What we figured would be best was that the ObjectFactoryAttribute had an extra parameter in which we could specify the key we would like to get from the configuration file. But that would require us to modify the class and introduce something we'd need to handle in future version of CSLA.

Does someone have a better solution for this type of situation?

Thanks.

RockfordLhotka replied on Tuesday, May 17, 2011

If you create your own object factory loader you can do anything you want. There's nothing that prevents you from loading different (or multiple) DAL assemblies based on your requirements.

The Using CSLA 4: Data Access ebook shows how to create a custom factory loader.

The default factory loader interprets the ObjectFactory attribute's factory name parameter as an assembly qualified type name. But that factory name parameter is just a string, and so it can contain anything you want - if you create a custom factory loader to interpret that value differently.

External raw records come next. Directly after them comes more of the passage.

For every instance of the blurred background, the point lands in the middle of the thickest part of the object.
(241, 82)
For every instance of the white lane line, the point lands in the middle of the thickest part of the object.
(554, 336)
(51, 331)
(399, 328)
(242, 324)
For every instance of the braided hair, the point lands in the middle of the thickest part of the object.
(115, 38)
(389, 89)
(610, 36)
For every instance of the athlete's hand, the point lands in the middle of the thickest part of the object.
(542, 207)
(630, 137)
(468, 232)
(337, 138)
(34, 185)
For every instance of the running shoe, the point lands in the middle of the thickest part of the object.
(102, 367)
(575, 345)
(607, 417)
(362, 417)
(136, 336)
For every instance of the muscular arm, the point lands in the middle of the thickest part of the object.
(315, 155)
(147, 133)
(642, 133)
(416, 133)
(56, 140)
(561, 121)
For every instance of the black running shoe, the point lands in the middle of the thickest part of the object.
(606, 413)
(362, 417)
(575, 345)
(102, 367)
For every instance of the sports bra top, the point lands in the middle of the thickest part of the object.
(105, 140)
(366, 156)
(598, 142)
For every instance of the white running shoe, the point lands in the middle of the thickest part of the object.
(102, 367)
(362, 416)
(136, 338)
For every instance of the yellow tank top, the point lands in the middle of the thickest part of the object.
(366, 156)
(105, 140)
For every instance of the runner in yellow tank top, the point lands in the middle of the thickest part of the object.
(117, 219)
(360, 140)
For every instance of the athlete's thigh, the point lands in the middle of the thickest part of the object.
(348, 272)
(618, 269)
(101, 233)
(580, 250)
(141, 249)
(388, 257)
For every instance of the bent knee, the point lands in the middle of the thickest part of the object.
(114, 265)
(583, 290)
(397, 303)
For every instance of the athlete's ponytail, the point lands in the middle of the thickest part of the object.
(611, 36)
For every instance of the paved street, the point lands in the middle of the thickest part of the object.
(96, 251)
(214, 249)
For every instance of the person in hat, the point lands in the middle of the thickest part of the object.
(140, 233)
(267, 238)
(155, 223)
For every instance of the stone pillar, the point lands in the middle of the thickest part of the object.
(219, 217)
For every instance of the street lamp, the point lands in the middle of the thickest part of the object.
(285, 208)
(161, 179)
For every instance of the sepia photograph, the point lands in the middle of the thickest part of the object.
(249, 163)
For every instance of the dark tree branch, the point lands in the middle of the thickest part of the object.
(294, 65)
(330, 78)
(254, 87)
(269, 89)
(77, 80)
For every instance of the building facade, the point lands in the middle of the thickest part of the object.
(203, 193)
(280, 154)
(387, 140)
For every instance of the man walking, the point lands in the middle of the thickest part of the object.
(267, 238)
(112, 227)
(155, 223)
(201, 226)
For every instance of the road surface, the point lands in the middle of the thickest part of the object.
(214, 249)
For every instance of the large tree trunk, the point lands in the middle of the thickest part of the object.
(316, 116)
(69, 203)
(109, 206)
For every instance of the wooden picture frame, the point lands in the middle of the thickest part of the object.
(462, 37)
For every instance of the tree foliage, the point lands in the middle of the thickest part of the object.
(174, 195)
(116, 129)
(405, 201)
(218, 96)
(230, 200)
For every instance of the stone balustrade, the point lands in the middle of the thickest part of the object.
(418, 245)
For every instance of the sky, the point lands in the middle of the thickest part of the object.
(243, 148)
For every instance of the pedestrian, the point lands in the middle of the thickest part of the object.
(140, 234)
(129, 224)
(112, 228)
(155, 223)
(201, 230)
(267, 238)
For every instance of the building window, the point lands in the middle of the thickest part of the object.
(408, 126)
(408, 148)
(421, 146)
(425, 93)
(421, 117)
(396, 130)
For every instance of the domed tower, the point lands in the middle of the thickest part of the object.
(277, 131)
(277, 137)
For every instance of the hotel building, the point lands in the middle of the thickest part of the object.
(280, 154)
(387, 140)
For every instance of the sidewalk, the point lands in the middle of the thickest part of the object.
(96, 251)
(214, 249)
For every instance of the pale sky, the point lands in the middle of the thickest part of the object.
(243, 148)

For example, you could devise a different convention for the name string, such as:

[ObjectFactory("DalTypeName,ConfigFileKey")]

Your custom factory loader will get this string, and can parse and use it however you'd like. A simple string split will give you the two parts of the value, and you can use "ConfigFileKey" to do your config file lookup to find the assembly, and then use the "DalTypeName" to find the class within that assembly - or whatever else you can think of doing.

JonnyBee replied on Tuesday, May 17, 2011

You could also create an interface for all your "root" object factories and use:

[ObjectFactory(typeof(ThisRootFactory))]

and your own ObjectFactoryLoader with an IOC container to resolve the interface to a new actual instance of the root factory.